Streaming relational transactions to Hive
By Ananth R. Tiru on Oct 09, 2013
Following the introductory blog post on the topic – ' Stream your transactions into Big Data Systems', and blog post on 'Streaming relational transactions to HDFS', in this blog post I will discuss the architecture for streaming relational transactions into Hive.
Referring to the architecture diagram below, integrating database with Hive is accomplished by developing a custom handler using Oracle GoldenGate's Java API and Hadoop HDFS APIs.
The custom handler is deployed as an integral part of the Oracle GoldenGate Pump process. The Pump process and the custom adapter are configured through the Pump parameter file and custom adapter's properties file.The Pump process executes adapter in its address space.
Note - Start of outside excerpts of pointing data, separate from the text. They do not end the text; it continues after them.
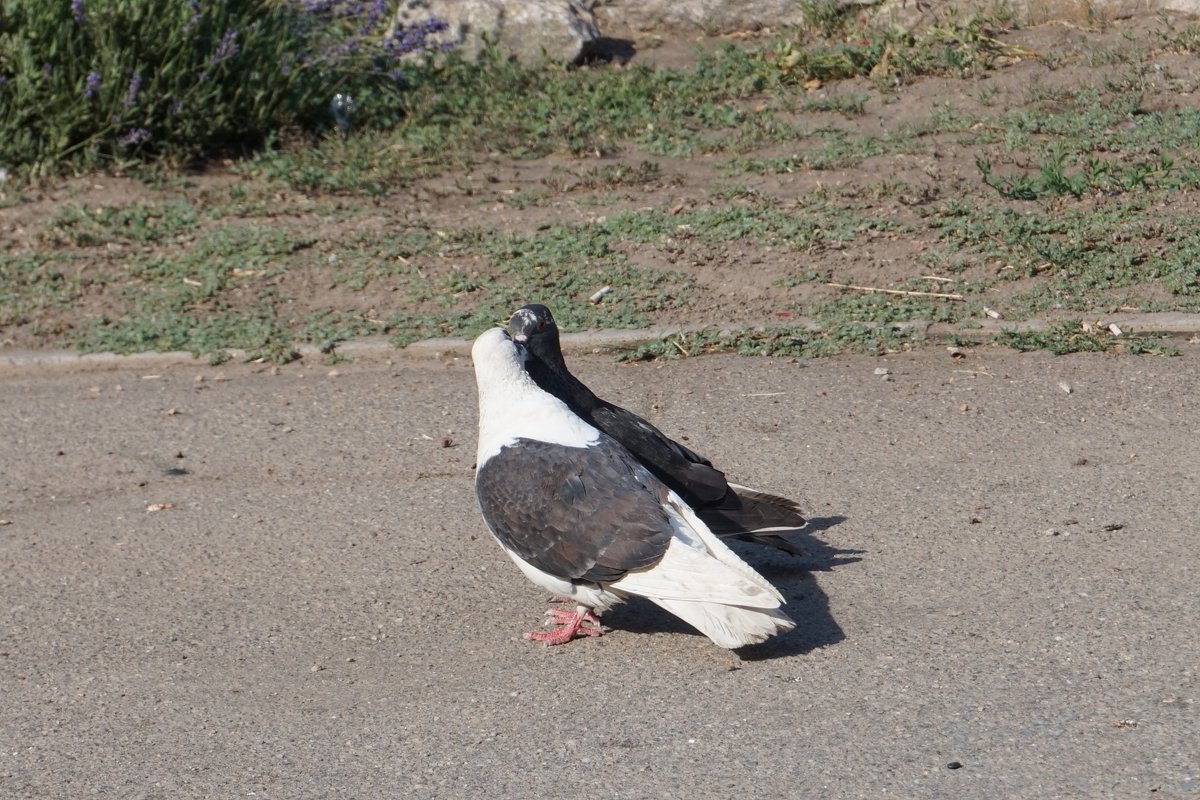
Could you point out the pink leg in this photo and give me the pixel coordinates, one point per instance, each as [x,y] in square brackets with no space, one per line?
[568,625]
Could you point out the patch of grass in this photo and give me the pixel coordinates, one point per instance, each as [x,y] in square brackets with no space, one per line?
[31,284]
[777,341]
[138,223]
[1073,336]
[1055,176]
[109,83]
[802,228]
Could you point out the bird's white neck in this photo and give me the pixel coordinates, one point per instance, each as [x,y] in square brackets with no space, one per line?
[513,407]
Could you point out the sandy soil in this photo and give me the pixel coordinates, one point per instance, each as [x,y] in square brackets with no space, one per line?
[737,281]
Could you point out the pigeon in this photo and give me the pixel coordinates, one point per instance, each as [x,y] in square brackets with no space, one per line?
[586,521]
[727,509]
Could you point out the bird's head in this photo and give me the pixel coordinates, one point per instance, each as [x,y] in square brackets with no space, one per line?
[533,326]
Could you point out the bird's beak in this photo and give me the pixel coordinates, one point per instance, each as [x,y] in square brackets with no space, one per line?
[519,326]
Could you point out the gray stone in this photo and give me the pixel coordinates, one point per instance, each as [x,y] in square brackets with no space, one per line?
[531,30]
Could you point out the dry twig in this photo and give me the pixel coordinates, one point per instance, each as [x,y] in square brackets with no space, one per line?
[945,295]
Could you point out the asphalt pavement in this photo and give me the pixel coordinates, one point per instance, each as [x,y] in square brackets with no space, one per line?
[256,582]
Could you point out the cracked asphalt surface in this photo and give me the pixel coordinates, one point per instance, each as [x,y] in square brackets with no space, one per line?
[255,582]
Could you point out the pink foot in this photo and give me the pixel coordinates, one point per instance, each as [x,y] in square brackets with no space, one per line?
[568,625]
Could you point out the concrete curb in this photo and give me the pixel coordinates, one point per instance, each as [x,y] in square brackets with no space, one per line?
[378,348]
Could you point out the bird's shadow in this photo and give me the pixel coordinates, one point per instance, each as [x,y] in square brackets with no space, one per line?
[607,49]
[792,575]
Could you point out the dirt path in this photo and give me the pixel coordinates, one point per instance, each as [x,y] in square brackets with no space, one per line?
[275,583]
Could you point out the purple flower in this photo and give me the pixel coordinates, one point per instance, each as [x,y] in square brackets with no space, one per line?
[413,37]
[131,96]
[227,48]
[135,136]
[91,85]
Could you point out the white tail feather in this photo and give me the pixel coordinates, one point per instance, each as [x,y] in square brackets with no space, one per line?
[701,581]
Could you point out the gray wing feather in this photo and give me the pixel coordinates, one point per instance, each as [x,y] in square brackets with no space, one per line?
[583,513]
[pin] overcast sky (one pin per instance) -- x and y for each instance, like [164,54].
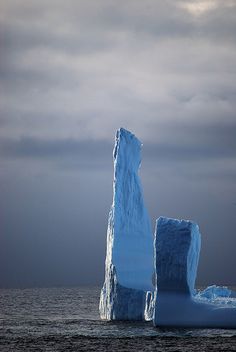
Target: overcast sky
[71,73]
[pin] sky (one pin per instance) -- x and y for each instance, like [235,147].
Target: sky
[72,73]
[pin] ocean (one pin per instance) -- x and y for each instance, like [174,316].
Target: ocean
[67,319]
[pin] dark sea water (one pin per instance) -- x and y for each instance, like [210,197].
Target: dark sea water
[67,319]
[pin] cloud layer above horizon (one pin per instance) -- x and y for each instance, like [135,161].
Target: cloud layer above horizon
[73,72]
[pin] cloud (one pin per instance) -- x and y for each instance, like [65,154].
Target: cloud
[71,73]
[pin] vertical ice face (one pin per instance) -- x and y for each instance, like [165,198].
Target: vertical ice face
[177,244]
[129,259]
[177,248]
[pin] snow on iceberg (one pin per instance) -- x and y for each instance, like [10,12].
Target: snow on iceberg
[214,292]
[177,248]
[129,257]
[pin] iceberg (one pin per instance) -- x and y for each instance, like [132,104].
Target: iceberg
[177,248]
[129,256]
[214,292]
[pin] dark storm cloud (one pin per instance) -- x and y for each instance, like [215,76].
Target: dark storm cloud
[71,73]
[191,141]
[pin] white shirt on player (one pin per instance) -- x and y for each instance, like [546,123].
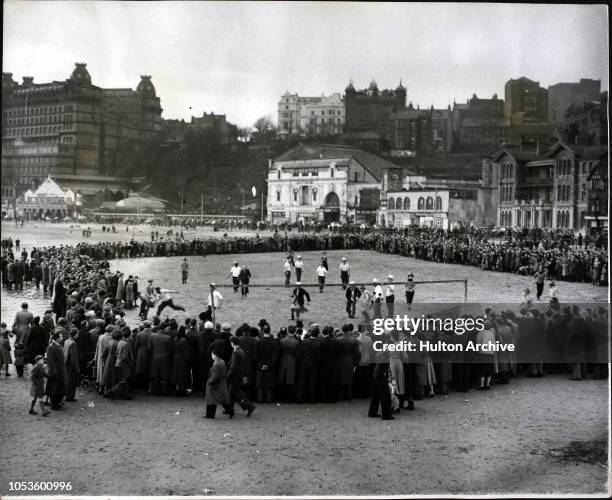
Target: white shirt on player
[218,299]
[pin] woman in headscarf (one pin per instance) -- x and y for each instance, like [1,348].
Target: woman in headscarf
[217,392]
[110,376]
[181,363]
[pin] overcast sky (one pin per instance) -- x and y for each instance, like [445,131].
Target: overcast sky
[239,58]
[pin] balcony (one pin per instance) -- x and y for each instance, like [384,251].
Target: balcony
[537,181]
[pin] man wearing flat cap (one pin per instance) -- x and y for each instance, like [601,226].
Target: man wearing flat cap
[222,344]
[352,295]
[235,275]
[345,270]
[143,355]
[299,297]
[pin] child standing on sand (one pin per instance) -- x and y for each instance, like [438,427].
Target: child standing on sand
[37,388]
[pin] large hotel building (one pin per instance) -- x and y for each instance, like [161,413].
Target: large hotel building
[71,130]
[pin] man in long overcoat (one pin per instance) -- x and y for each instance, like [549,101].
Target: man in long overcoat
[236,378]
[348,355]
[160,348]
[58,377]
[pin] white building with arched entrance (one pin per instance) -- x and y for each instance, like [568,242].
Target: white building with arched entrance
[326,183]
[48,200]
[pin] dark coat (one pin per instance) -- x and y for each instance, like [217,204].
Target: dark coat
[204,341]
[38,341]
[143,353]
[328,351]
[56,368]
[308,352]
[237,368]
[181,363]
[216,385]
[160,348]
[287,366]
[348,356]
[223,347]
[266,354]
[110,375]
[247,344]
[577,337]
[299,295]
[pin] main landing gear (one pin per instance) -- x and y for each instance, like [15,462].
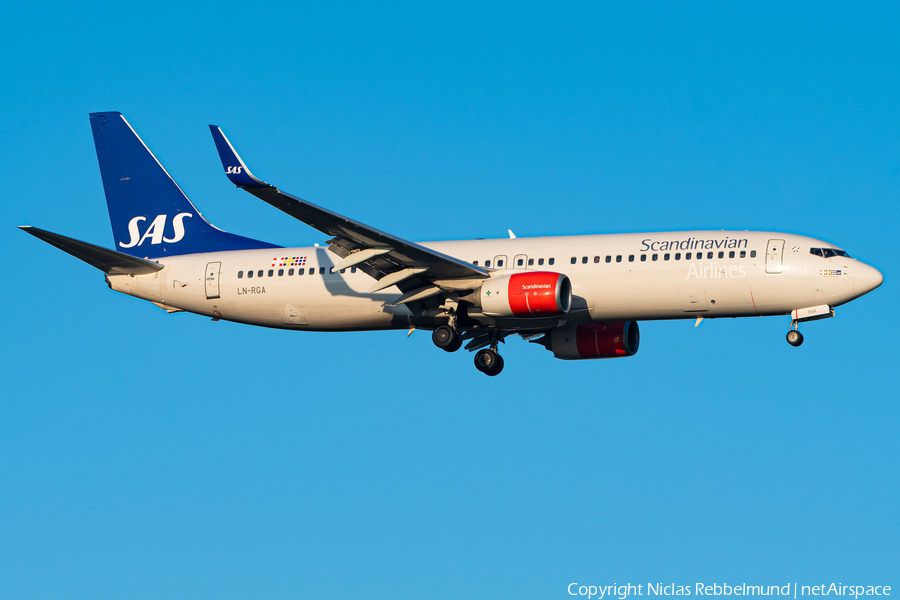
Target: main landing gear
[488,361]
[794,337]
[446,338]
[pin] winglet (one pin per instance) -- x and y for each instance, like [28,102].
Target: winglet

The Pump reads the Trail File created by the Oracle GoldenGate Capture process and passes the transactions to the adapter. Based on the configuration, the adapter writes the transactions in a desired format, with the appropriate content to a file which is defined by the Hive DDL for the table.
A sample implementation of the Hive adapter is provided on My Oracle Support (Knowledge ID - 1586188.1). This is provided to illustrate the capability and to assist in the adoption of the Oracle GoldenGate Java API in developing custom solutions. The sample implementation illustrates the configuration and the code required for replicating database transactions on an example table to a corresponding Hive table. The instructions for configuring Oracle GoldenGate, compiling and running the sample implementation are also provided.
The sample code and configuration may be extended to develop custom solutions, however, please note that Oracle will not provide support for the code and the configuration illustrated in the knowledge base paper.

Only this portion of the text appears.